What advice do you have for underrepresented trainees?
The aspiration of all scientists is to learn, to be better tomorrow than today, to push light into dark spaces of ignorance and bias via our joint desire to understand and grow. It does not matter so much what you know today, as it matters what you are doing today to know more, to discover more tomorrow.
Every discovery I have made has started with me recognizing my ignorance of something I thought I understood. It's the first thing I tell students when they're looking down a microscope. If they cannot ask questions about what they're seeing, if they think they understand everything they see, then they're not going to discover, they're not going to learn, and they're not going to grow.
How did Copernicus discover we are not the center of the universe? By seeing what everyone else saw, and asking, "Is it really the sun that is going around us, or could it be the Earth that goes around the sun, and it just looks the other way around from my biased perspective?” If you don't pause and ask that question, if you do not reflect on your own biases, you won't make the most exciting discoveries.
As a scientific community, we need to ask ourselves: Can we apply that same approaches we use to make discoveries to see beyond our own frameworks, combat our biases, and reaching equity in STEM? I think so.
How do you see the scientific community moving forward?
We need to start with the recognition that if a problem affects some of us, it affects all of us. And then we need to systematically attack the problem like we would attack any other grand challenge in science: through examination, experimentation, evaluation, discovery, and implementation.

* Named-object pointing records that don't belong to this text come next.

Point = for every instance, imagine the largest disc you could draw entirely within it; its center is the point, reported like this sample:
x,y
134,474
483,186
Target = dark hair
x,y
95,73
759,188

We need to purposefully implement a system where everyone who can contribute to science has an equal opportunity to do so, based on their efforts and merits, not how they look and where they come from. If our scientific community does not represent the demographics of society, we need to pause and ask why? What are the legacy structures in our institutions, in society, that have resulted in the representation we have today? What is our responsibility as scientists today, to improve the system, to be better tomorrow?
What changes do you hope to see in academia going forward?
You cannot tell somebody, "You belong," and wish it so. It requires work.
If you leave legacy structures of bias unchecked, then you get systems that acquiesce to the existence of these biases, and you're not going to see much change or progress regarding the promotion of minority groups in the ranks of academia.
To illustrate this, if you throw me into Yale University, my current institution, in the 19th century with the same knowledge that I have today, I doubt I would make it to full professor. I doubt I would even be hired. That is what happened to scientists like EE Just. It is not just about individual talent; it is about systematic barriers preventing participation.
It is easy to see that about the 19th century, but we also have barriers in the 21st century. What are we doing about them? We have to actively acknowledge and address remnants of these legacy structures that weren’t based on merit and that could still have harmful effects today.